Notizie Geopolitiche –
L’Osservatorio siriano nazionale per i Diritti umani, organizzazione vicina alle opposizioni e con sede a Londra, ha denunciato che nei giorni scorsi i miliziani del gruppo qaedista dell’Isil (Stato islamico dell’Iraq e del Levante) hanno sequestrato 145 bambini curdi nel nord della Siria mentre tornavano dagli esami di fine anno scolastico che si erano svolti ad Aleppo, nel settore controllato dalle autorità di Damasco.
Il fatto sarebbe avvenuto sulla strada tra Aleppo e Minbej mentre gli studenti tornavano a Kobani, dove abitano.

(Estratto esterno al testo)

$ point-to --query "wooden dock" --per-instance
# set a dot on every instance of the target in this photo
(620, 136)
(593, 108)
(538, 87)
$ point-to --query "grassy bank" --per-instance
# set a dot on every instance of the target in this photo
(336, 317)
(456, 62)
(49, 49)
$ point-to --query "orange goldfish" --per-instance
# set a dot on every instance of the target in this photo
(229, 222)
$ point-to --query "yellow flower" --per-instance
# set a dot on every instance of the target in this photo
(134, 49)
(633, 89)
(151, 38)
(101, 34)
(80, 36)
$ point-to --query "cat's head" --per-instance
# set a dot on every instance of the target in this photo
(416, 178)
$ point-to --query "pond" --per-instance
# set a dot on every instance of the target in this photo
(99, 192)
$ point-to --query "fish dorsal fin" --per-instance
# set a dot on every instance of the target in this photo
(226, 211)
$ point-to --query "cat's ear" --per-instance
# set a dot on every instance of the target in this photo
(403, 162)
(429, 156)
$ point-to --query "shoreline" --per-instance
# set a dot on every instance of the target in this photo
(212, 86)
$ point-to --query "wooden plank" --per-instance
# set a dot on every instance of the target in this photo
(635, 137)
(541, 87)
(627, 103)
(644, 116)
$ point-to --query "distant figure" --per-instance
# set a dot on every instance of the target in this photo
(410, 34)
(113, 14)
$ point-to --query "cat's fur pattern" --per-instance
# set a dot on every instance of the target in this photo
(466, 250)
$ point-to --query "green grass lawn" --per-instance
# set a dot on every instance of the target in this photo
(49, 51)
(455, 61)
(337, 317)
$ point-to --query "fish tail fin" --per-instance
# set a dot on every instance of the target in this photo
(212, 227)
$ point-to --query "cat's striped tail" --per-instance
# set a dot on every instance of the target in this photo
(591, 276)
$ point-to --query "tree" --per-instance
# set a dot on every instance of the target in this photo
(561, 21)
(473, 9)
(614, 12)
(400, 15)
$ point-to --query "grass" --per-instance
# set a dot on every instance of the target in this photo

Da tempo i miliziani dell’Isil hanno diretto il fuoco anche contro i curdi, loro ex alleati nella lotta contro Bashar al-Assad, ed alla fine di maggio altri 193 curdi di età compresa tra i 17 e i 70 anni sono stati sequestrati nella cittadina di Qubasin, nella provincia di Aleppo, per, come hanno riferito cinque testimoni riusciti a fuggire, essere istruiti “sulla Jihad contro i nemici di Dio e gli apostati”, ovvero essere impiegati negli atti di terrorismo contro l’esercito regolare e gli occidentali.
Il timore dei genitori dei bambini sequestrati è che i piccoli vengano impiegati in azioni come kamikaze.